Pax8 has added Intuit to its line card of cloud-based software vendors.
The deal gives Pax8 partners something they’ve wanted for years, notes Ryan Walsh, the cloud distributor’s chief operating officer: the ability to sell Intuit’s popular QuickBooks Online family of financial management tools to their SMB customers.
“This is a long time coming,” he says.
Demand for anytime, anywhere access to QuickBooks has been so strong since the start of the pandemic, Walsh continues, that some businesses utilize desktop-as-a-service solutions largely to make on-premises deployments of the Intuit product available to remote workers. Subscribing to QuickBooks Online, he says, is an easier, more flexible way to accomplish the same goal.
More significantly, adds Bobby Morrison, Intuit’s chief revenue officer, selling QuickBooks Online arms channel pros to participate in a vast and growing sales opportunity among net new users. At present, he says, some 8 million mostly small businesses worldwide run QuickBooks. That seemingly large number, however, is a fraction of the estimated 75 million organizations in the product’s total addressable market, many of which still handle accounting on spreadsheets.
“They start there because that’s the easiest place to go, and as they reach a moderate level of maturity, they start to recognize they can’t continue to operate that way,” Morrison observes.
More potential QuickBooks Online users appear all the time, Walsh adds, noting that research by Intuit conducted late last year found that some 57% of U.S. employees want to start a company of their own someday, and that one in five of those people—or some 17 million individuals—want to do it in 2022.
All of them, Morrison notes, will need technology advice from skilled outsiders. “Trying to figure out what infrastructure they need to build is a monumental task for them,” he says. “They want that off their plate so that they can go spend more time with customers.”
Intuit’s current partners, unlike Pax8’s, are ill suited to serve that need, Morrison notes. “We’re very well connected with accountants,” he says. “The ability to connect a CPA with an MSP who has [technical] depth and network those two together on behalf of the customer is super powerful.”

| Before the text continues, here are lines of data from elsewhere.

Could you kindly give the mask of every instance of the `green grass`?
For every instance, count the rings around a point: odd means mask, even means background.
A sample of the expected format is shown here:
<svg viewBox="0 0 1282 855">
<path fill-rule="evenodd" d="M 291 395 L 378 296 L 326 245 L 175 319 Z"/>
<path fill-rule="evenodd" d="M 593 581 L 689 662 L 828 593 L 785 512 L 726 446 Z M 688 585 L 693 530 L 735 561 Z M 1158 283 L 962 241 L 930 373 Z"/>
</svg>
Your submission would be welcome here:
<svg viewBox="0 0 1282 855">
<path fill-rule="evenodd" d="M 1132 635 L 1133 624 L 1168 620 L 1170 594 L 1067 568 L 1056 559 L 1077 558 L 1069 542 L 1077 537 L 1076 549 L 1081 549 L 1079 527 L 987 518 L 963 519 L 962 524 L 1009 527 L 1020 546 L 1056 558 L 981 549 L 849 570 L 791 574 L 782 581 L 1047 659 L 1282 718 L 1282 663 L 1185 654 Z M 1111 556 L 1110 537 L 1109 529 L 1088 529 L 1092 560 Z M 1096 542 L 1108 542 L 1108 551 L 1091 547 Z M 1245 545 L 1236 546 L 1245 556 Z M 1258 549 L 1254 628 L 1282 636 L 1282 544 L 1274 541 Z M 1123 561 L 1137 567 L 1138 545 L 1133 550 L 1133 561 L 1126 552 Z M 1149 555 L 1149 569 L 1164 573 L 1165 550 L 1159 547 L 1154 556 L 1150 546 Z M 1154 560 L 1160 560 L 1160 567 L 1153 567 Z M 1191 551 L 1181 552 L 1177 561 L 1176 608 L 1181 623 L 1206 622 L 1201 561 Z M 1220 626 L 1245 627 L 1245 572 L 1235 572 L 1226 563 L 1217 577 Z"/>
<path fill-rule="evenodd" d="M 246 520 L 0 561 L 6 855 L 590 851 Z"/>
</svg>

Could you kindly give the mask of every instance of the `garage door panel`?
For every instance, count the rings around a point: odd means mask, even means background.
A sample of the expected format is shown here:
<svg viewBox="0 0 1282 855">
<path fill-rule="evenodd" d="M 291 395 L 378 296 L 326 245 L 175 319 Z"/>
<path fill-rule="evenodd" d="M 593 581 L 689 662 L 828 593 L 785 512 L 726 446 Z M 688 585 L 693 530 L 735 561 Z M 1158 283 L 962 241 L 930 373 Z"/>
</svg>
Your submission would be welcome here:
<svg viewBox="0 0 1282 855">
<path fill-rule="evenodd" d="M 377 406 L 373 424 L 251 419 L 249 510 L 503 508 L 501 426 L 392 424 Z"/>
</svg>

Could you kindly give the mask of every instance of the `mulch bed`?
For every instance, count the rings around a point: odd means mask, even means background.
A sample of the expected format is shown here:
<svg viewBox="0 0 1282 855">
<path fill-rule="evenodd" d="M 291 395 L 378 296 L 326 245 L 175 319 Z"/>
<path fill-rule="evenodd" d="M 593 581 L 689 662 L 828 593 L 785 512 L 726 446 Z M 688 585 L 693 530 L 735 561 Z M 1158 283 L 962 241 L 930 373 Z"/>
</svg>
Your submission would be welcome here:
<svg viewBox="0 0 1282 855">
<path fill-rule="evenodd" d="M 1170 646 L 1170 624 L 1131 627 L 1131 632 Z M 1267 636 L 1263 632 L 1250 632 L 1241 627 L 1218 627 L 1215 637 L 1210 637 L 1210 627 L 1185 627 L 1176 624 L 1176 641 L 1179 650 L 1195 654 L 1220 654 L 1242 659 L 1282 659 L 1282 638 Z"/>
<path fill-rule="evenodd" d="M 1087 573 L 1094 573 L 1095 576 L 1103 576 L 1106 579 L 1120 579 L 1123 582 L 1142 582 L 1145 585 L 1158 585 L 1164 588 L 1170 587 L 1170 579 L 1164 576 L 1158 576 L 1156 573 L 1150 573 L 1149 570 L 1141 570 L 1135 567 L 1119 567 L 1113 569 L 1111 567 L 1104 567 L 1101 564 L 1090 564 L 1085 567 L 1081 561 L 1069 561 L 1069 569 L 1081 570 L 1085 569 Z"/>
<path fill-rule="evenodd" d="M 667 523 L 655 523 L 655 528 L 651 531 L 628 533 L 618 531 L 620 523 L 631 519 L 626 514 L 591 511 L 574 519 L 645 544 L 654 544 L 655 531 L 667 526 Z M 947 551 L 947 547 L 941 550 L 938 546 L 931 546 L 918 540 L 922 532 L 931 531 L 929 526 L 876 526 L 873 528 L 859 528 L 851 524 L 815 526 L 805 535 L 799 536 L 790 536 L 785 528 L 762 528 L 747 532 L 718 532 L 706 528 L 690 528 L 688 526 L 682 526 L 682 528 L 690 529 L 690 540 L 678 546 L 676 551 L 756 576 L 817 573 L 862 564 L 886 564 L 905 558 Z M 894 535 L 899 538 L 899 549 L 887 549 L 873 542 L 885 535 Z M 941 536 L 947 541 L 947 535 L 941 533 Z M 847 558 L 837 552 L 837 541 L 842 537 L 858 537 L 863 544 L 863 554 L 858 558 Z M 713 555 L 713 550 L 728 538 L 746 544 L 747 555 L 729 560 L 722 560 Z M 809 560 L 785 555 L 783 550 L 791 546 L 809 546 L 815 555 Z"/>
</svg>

For the MSP, Walsh adds, financial management software is a firm starting point for a long-term relationship. “It’s a core anchor product,” he says of QuickBooks Online. “It establishes a baseline application that’s highly sticky.”
It also opens the door to cross-sale opportunities of additional, equally important solutions, Walsh notes. “It really supports and complements the other tech stack items that need to be a part of this,” he says, citing security systems and backup software as examples.
Pax8 plans to make further QuickBooks solutions, including payroll and time tracking systems, available to its partners in the future. “It’s the base product suite that we’re going to grow and build upon,” he says of the financial management platform.
QuickBooks Online is the latest in a string of additions to the Pax8 catalog in the last year. Zero trust web threat protection services from Isoolate, vulnerability assessment software from CyberCNS, and managed firewall services from WatchGuard Technologies have been among the others. Secure Access Service Edge and password management software from Nord Security have been available since last month as well.
“Their reputation on VPN was impressive,” says Walsh of Nord, which had not sold through the IT channel prior to its pact with Pax8.
Pax8 placed first among distributors of cloud/MSP service offerings in this year’s ChannelPro Readers’ Choice Awards.